Before playing the Next Studios developer rogue-like dungeon crawler, Crown Trick, I believed I had a good understanding of the genre. You enter a dungeon where an enemy action follows a player’s action, and you try to get as far as you can without dying. While Crown Trick uses this as a foundation, the game has the flow of an action roguelike with a layer of strategic planning that requires players to use a variety of tools available if they hope to make it past the first floor. It essentially turns into a game that’s as addictive as it is challenging.
Crown Trick takes place in a nightmare dungeon where you are tasked with wearing a crown that grants you powers within the world. The dungeon crawling portions of the game take place while you sleep, but it’s also possible to explore your base, which resides outside of your dreams. As you progress through floors, you’ll save people who are then transferred to your base to provide you with various upgrades. Upgrades are purchased with blue crystals, which is also the only item that isn’t reset if you die.
Your first few times through will most likely be met with a quick death, but this is also determined by the random weapons you receive during any given run. Weapons have a variety of different bonuses and attack ranges, and understanding them will allow you to survive a little longer. For instance, I didn’t know that the gun takes one turn to reload every few shots, but it is extremely powerful and shoots four squares in front of you.
Weapons in Crown Trick are vast, and there seemed to be no end to the arsenal that I found myself equipping. In a dungeon, only one weapon can be held at a time, so the choice of what to take with you is crucial, especially when coming up to a boss. In the event that the random weapons you are given are totally useless, you could also rely on items to get you through tough encounters, or you can even use the environment.
Being a turn-based dungeon crawler, you are allowed to take your time and plan out your attack. This is also encouraged during a run by entering challenge rooms that require you to clear the room in several turns or take no damage. Understanding your items, abilities, and weapons and the effect that they have on the environment is another crucial component to making it through a dungeon.
To help players are a few magical abilities granted by Summons. These are monster sub-bosses that lend you their power after they are defeated. Using their skills is a massive help during some boss encounters, and you are allowed to choose which you want to bring with you by using crystals found in a dungeon. So, in other words, the environment should be treated as a possible weapon, and the developers have provided you with several ways to exploit this. It makes for a highly strategic system that had me staring at the screen and planning out how I can survive tough situations.

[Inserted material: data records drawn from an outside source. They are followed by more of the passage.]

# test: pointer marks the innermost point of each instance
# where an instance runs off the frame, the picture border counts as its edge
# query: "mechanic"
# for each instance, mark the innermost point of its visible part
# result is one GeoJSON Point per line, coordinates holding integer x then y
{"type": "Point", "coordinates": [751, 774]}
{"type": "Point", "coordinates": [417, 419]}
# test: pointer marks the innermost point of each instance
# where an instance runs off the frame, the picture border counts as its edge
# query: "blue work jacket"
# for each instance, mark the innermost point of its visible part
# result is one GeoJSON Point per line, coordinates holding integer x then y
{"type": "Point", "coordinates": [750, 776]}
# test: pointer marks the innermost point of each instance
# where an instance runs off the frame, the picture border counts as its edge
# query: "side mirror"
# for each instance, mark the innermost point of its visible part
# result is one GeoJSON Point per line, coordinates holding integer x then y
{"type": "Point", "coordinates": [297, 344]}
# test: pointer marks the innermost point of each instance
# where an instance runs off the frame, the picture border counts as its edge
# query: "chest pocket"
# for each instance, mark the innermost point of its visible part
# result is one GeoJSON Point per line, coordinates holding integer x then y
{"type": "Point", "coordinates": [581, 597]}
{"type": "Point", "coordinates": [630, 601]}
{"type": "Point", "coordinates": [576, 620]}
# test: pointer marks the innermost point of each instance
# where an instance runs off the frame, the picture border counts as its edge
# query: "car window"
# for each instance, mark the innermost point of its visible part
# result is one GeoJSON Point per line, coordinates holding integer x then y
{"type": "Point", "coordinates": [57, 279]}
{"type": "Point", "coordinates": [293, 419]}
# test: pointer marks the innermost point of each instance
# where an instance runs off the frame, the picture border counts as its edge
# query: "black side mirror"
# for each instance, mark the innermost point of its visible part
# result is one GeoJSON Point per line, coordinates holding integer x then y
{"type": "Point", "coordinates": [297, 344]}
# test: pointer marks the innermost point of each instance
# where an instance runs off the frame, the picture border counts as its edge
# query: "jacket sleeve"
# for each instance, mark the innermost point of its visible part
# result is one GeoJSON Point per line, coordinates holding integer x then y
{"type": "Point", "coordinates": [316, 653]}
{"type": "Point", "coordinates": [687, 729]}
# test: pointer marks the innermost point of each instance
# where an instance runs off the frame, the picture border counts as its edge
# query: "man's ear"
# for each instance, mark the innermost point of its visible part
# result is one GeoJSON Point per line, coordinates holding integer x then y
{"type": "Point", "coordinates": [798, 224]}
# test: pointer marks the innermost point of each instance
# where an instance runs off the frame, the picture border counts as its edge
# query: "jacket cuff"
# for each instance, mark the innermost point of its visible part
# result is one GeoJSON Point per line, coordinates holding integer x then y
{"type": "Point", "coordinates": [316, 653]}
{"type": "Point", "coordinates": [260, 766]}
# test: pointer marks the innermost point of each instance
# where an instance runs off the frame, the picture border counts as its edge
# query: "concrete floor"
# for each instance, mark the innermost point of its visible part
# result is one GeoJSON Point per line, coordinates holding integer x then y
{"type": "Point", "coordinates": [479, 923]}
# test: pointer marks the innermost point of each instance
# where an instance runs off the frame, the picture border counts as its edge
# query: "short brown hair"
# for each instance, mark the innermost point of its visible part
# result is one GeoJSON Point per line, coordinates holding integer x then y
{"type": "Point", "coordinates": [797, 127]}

The gameplay is extremely fluid in Crown Trick, almost to a fault. There were times where it didn’t feel like a turn-based dungeon crawler, but I was quickly reminded it was after I died from rushing in. Players also have a warp dash ability that can be used a number of times and recharge during battle. This allows players to warp across the room or past obstacles to put some space between them and the enemy or set themselves up to trigger an environmental trap.
One thing that stood out to me was the overall design of the characters and enemies. Furthermore, the attacks of the enemies match their design, which is extremely important, considering you don’t always know what they are capable of. Some enemy attacks even require a charge that gives you time to evade. This forces you to weigh your actions, especially if you don’t have any dashes left. Enemies can be staggered by breaking their armor counter, which will allow you to lay your most potent attacks on them. This is also found on bosses, which is extremely helpful.
There are other elements found in the dungeon that could help or hinder your experience. There are gacha machines to spend your money on, ruins that give you a choice that could end with you becoming stronger or weaker, and treasure chests full of items and gold. It makes exploring floors a bit more interesting as you never really know what you’re going to encounter.
Crown Trick is turning into my most anticipated dungeon-crawler of 2020. It is beautiful, challenging, and has some unique features that make it an addictive experience. I died way too many times than I’d like to admit, but I kept going back for more. The gameplay loop of unlocking new weapons, gaining new abilities, and improving your base throughout each run makes it tough not to want to jump back in and test out your new-found skills each time you die.